Selain itu, Beijing juga melayangkan peringatan kepada pihak Amerika Serikat agar tidak menjatuhkan sanksi terhadap perusahaan-perusahaan kecerdasan buatan (AI) yang berasal dari China. Peringatan ini disampaikan menjelang pertemuan puncak antara Presiden China Xi Jinping dan Presiden AS Donald Trump.

Kementerian Perdagangan China mengumumkan pada hari Senin (27/7) bahwa Amerika Serikat telah berkomitmen dalam pembicaraan perdagangan untuk membatasi apa yang disebut sebagai tarif pengganti maksimal sebesar 20%. Pernyataan ini muncul sebagai penegasan atas kesepakatan yang dicapai.

"AS telah berkomitmen selama pembicaraan perdagangan untuk membatasi apa yang disebut sebagai tarif pengganti maksimal sebesar 20%," demikian diungkapkan Kementerian Perdagangan China, sebagaimana dikutip dari Bloomberg.

Beijing mengungkapkan kesepakatan tersebut setelah Washington memberlakukan tarif baru sebesar 12,5% pada barang-barang China. Tarif baru ini diberlakukan untuk menggantikan tarif lama yang sebelumnya telah dibatalkan oleh Mahkamah Agung AS, yang secara efektif menetapkan batas untuk kenaikan lebih lanjut.

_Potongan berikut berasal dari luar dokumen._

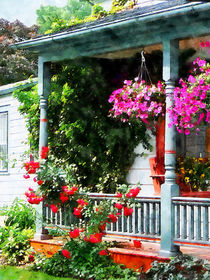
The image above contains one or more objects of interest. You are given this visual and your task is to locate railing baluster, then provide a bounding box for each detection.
[176,205,180,238]
[203,206,209,241]
[182,205,187,239]
[140,203,145,234]
[189,205,194,240]
[151,203,156,235]
[145,202,150,234]
[196,205,201,240]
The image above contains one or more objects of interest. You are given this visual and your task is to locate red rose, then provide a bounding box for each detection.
[99,250,108,256]
[115,203,123,210]
[109,214,117,223]
[61,249,71,259]
[77,199,88,206]
[50,204,58,213]
[40,147,49,159]
[60,193,69,203]
[116,193,123,197]
[73,208,82,219]
[69,228,80,238]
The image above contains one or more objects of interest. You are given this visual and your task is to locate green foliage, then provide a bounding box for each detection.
[1,199,36,230]
[37,0,135,34]
[141,255,210,280]
[15,60,149,192]
[0,267,73,280]
[34,240,138,280]
[176,156,210,191]
[0,226,34,265]
[36,0,91,34]
[0,199,35,265]
[0,19,37,86]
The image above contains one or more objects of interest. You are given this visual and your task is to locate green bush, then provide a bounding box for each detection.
[141,255,210,280]
[15,59,150,195]
[0,198,36,230]
[0,199,35,265]
[0,226,34,265]
[34,240,139,280]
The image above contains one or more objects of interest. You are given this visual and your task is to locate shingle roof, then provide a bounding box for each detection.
[35,0,202,39]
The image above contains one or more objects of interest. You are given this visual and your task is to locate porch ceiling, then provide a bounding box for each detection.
[13,1,210,62]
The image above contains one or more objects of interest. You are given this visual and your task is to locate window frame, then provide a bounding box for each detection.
[0,105,10,176]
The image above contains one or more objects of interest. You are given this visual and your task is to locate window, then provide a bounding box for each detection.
[0,111,8,173]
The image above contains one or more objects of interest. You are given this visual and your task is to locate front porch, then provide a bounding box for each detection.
[13,1,210,269]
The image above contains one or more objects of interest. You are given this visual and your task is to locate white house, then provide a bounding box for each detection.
[0,79,36,207]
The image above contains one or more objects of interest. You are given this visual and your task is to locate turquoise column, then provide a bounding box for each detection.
[159,38,180,257]
[34,57,51,240]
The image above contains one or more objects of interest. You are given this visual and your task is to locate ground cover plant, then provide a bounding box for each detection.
[140,255,210,280]
[0,266,74,280]
[0,199,35,265]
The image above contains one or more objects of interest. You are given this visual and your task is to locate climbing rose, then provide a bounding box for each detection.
[109,214,117,223]
[61,249,71,259]
[99,250,108,256]
[85,233,103,243]
[69,228,80,238]
[77,199,88,206]
[60,193,69,203]
[28,255,34,262]
[73,208,82,219]
[115,203,123,210]
[40,147,49,159]
[50,204,58,213]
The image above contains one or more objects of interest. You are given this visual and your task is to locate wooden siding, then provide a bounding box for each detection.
[0,94,33,207]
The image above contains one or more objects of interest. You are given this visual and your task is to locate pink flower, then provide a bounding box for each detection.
[69,228,80,238]
[124,207,133,216]
[37,180,44,186]
[99,250,108,256]
[50,204,58,213]
[61,249,71,259]
[115,203,123,210]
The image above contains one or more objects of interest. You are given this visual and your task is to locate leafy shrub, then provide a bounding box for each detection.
[0,226,34,265]
[1,199,36,230]
[0,199,35,265]
[141,255,210,280]
[34,240,139,280]
[15,59,150,195]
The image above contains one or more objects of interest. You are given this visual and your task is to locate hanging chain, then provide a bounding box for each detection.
[137,51,152,84]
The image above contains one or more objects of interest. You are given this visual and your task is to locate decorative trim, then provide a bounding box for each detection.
[165,150,176,154]
[40,119,47,122]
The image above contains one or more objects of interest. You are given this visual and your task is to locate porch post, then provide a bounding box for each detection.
[34,57,51,240]
[159,38,180,257]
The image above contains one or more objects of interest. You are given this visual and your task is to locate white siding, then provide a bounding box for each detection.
[0,94,33,207]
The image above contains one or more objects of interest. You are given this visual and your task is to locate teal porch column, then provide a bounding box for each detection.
[34,57,51,240]
[159,38,180,257]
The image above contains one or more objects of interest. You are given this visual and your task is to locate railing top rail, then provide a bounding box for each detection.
[88,193,160,201]
[172,197,210,203]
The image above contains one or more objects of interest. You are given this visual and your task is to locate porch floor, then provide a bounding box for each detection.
[31,236,210,271]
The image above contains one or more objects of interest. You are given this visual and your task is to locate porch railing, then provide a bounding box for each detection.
[172,197,210,245]
[43,193,210,246]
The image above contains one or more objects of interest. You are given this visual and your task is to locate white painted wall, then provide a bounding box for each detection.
[127,136,156,196]
[0,94,33,207]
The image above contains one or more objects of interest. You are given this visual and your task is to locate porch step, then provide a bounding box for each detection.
[109,248,170,272]
[30,236,210,271]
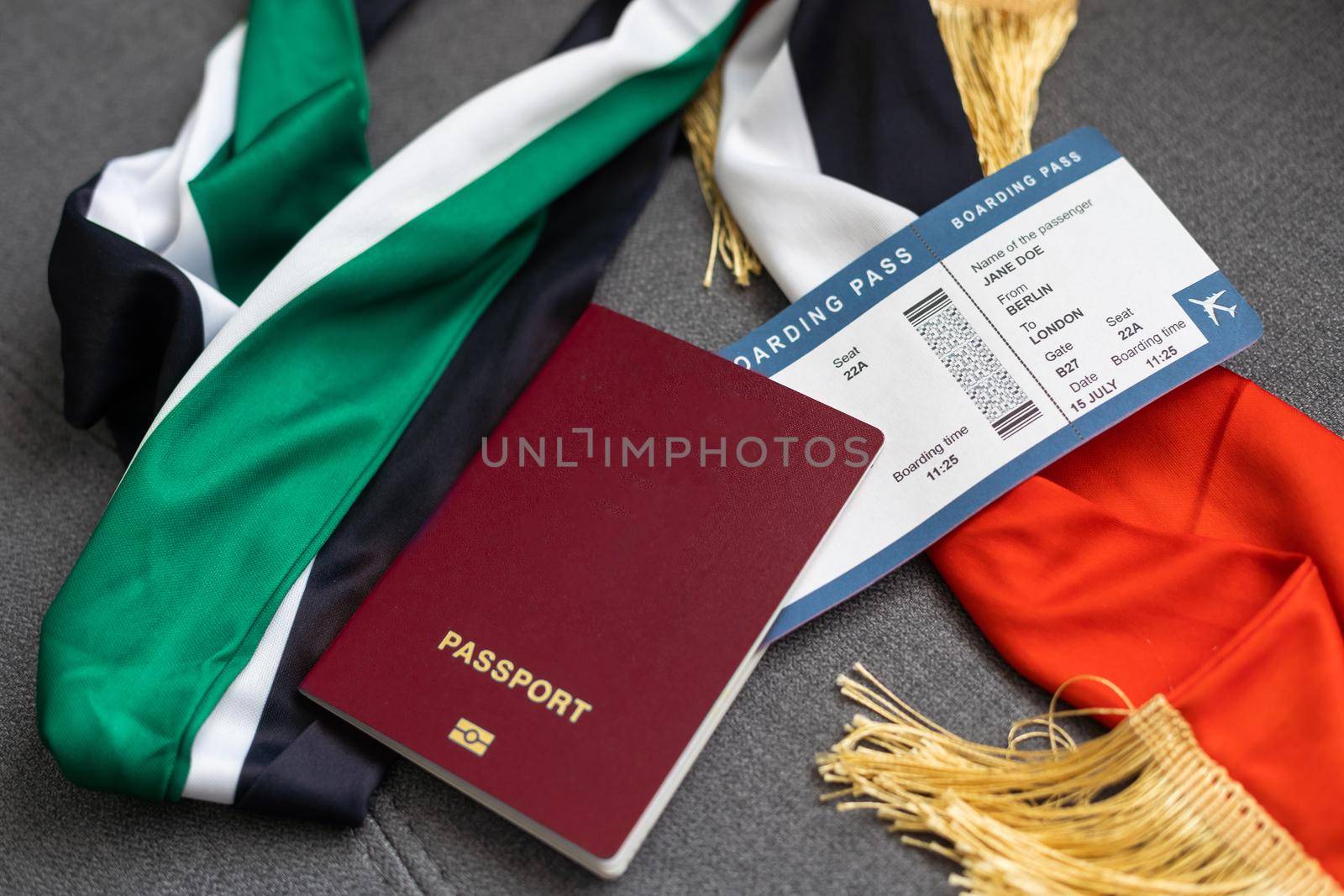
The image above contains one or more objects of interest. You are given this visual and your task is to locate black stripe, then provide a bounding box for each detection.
[354,0,412,51]
[47,175,204,462]
[238,0,679,824]
[789,0,981,213]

Hanya berselang beberapa menit setelah pengumuman mengenai tarif tersebut, China kembali mengeluarkan peringatan tegas. Pihak China menyatakan akan mengambil "semua langkah yang diperlukan" jika AS nekat menjatuhkan sanksi kepada perusahaan-perusahaan AI China.

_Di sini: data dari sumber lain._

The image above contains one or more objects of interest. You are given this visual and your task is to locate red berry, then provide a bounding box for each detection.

Peringatan tersebut secara spesifik merujuk pada tuduhan penyalahgunaan model buatan Amerika oleh perusahaan China untuk melatih sistem AI mereka sendiri. Hal ini menunjukkan sensitivitas Beijing terhadap isu teknologi dan kekayaan intelektual.

Kedua pernyataan yang dikeluarkan oleh China tersebut tampaknya memiliki tujuan strategis untuk memberi sinyal peringatan kepada Washington. Peringatan ini ditujukan untuk menegaskan hal-hal yang dianggap tidak dapat diterima oleh Beijing, tanpa secara langsung memicu eskalasi ketegangan yang lebih besar.

Sinyal tegas ini disampaikan saat kedua negara tengah bersiap menghadapi rencana kunjungan Presiden Xi Jinping ke Amerika Serikat. Upaya ini juga dilakukan untuk menjaga gencatan perdagangan yang rapuh sejak bulan November lalu, menunjukkan keinginan untuk menjaga stabilitas hubungan bilateral.